Clerici's solution
- Names: Other names Thallium(I) malonate/formate

Identifiers
- CAS Number: 61971-47-9;
- 3D model (JSmol): Interactive image;

Properties
- Chemical formula: C_{4}H_{2}O_{6}Tl_{2}
- Molar mass: 554.82 g/mol
- Appearance: Colorless to yellow liquid
- Density: 4.25 g/mL (20 °C)
- Solubility in water: Fully soluble
- Hazards: GHS labelling:
- Signal word: Danger
- Hazard statements: H301, H311, H315, H318, H331, H410
- Precautionary statements: P261, P270, P280, P301+P310, P302+P352, P310, P332+P313, P403, P405

= Clerici solution =

Clerici solution is an aqueous solution of equal parts of thallium formate (Tl(HCO_{2})) and thallium malonate (Tl(C_{3}H_{3}O_{4})). It is free-flowing and odorless. Its color fades from yellowish to colorless when diluted. At 4.25 g/cm^{3} at 20 °C, saturated Clerici solution is one of the densest aqueous solutions.

== History ==

The solution was invented in 1907 by the Italian chemist Enrico Clerici (1862–1938). Its value in mineralogy and gemology was reported in 1930s.

== Characteristics ==

Saturated Clerici solution is more dense than spinel, garnet, diamond, and corundum, as well as many other minerals. A saturated Clerici solution at 20 °C can separate densities up to 4.2 g/cm^{3}, while a saturated solution at 90 °C can separate densities up to 5.0 g/cm^{3}. The change in density is due to the increased solubility of the heavy thallium salts at the higher temperature. A range of solution densities between 1.0 and 5.0 g/cm^{3} can be achieved by diluting with water. The refractive index shows significant, linear and well reproducible variation with the density; it changes from 1.44 for 2 g/cm^{3} to 1.70 for 4.28 g/cm^{3}. Thus the density can be easily measured by optical techniques.

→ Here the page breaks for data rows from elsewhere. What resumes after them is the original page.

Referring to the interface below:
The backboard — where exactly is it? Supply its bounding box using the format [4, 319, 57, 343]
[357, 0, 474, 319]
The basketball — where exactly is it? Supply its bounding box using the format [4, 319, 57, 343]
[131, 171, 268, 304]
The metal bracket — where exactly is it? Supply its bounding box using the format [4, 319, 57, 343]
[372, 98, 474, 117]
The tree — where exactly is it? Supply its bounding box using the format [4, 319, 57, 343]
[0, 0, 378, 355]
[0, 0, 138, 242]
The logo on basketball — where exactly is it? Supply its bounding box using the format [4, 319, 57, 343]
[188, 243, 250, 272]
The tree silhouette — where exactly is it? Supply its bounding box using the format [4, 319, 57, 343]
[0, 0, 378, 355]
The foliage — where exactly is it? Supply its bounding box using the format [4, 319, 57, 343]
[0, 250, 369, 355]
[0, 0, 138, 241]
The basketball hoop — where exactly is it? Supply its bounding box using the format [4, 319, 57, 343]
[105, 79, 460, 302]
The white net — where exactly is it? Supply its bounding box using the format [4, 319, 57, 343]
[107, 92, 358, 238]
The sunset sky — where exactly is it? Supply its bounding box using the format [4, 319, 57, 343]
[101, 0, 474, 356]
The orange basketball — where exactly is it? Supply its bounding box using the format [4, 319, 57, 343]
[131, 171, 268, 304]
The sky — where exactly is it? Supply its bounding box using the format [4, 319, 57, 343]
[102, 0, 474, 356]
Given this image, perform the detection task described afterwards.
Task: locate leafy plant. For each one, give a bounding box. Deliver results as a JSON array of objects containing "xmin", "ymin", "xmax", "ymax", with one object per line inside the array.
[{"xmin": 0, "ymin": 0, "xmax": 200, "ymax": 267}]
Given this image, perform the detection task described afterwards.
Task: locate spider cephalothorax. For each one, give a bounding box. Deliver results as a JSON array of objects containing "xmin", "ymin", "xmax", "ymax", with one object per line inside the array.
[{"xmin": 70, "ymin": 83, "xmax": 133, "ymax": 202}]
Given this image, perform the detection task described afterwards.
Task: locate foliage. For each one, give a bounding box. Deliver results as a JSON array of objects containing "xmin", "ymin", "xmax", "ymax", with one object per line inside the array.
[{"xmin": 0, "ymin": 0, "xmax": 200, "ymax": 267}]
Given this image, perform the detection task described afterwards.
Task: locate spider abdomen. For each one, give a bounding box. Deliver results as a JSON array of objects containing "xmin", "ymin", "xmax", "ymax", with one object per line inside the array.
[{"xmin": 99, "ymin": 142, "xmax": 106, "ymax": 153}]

The color of the Clerici solution changes significantly upon minor dilution. In particular, at room temperature the concentrated solution with the density of 4.25 g/cm^{3} is amber-yellow. However, a minor dilution with water to the density of 4.0 g/cm^{3} makes it as colorless as glass or water (absorption threshold 350 nm).

Procedures for determining mineral density using the Clerici solution are available.

Two substantial drawbacks of the Clerici solution are its high toxicity and corrosiveness. Today sodium polytungstate has been introduced as a replacement, but its solutions do not reach as high a density as the Clerici solution.

== Uses ==

It allows the separation of minerals by density with a traditional flotation method. Its advantages include transparency and an easily controllable density in the range 1–5 g/cm^{3} as a result of changes in solubility (and therefore density of the saturated solution) with temperature.

== Cultural impact ==

Clerici solution was used by the serial killer Tamara Ivanyutina to poison her victims.